In my personal projections for the Chicago offense, Miller comes out with a baseline in the range of 700 yards and five touchdowns. I think he could push more for 850 yards and seven touchdowns in a nearly ideal scenario, and his usage could really take off in the (knock on wood) event of an injury to one of Allen Robinson, Trey Burton, or Tarik Cohen.
FADES
Tyreek Hill, KC (28.0 DRAFT ADP)
The draft didn't change anything for Hill, but I feel the need to talk about his current price tag all the same.
He's a really good player and he'll perhaps be the most productive pass catcher in what should be one of the league's most explosive offenses, but he still costs too much. Based on DRAFT's ADP numbers, Hill is going, on average, as the WR9. That puts him ahead of players like Aaron Rodgers WR1 Davante Adams (29.4 ADP), as well as Doug Baldwin (36.9), who suddenly has zero target competition in Seattle.
Whereas the team contexts for Adams and Baldwin shriek of favorable usage, Hill's price tag presumes unsustainable peripheral numbers in order to offset his comparatively modest usage. If you're buying Hill now you either think he ups his target rate (seven per game), or you think he'll manage to repeat his average of over 11 yards per target. The truth is neither outcome is likely, and the former is almost out of the question after the Chiefs paid $16 million per year to reel in Sammy Watkins.

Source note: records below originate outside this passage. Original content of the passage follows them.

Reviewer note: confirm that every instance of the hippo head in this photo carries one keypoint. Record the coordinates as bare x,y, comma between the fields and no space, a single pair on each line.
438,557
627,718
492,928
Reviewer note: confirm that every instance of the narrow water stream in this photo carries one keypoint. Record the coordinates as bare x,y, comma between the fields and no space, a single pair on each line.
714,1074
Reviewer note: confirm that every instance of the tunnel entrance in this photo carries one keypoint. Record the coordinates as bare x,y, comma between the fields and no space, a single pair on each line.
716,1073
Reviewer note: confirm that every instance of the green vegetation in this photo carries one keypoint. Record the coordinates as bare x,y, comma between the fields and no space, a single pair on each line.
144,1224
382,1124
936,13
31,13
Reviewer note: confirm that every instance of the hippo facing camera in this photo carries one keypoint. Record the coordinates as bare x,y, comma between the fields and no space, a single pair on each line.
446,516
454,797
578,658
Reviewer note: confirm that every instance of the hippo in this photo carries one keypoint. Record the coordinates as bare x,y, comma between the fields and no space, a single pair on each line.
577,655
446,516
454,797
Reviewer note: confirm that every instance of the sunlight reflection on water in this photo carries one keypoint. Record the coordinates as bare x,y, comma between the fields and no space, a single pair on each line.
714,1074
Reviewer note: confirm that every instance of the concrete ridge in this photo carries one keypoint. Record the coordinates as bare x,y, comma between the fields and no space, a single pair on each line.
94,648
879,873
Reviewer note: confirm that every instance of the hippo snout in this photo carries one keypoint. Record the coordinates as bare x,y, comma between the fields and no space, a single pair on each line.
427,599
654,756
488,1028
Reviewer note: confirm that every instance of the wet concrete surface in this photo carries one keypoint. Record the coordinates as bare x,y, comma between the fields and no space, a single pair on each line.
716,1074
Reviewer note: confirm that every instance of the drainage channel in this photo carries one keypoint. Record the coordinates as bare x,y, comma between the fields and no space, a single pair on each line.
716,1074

Hill should be the slot and motion receiver, which should lend itself to the highest target count on the Chiefs, but his per-target production ought to lag behind the more downfield-oriented Watkins, and the greater target count isn't a guarantee to make up the difference. Hill is currently a late-second, early-third sort of target in most best ball drafts, whereas Watkins is around the seventh round on DRAFT.com. I think the better valuation would be something like Hill in the late-third/early-fourth, and Watkins the late fifth.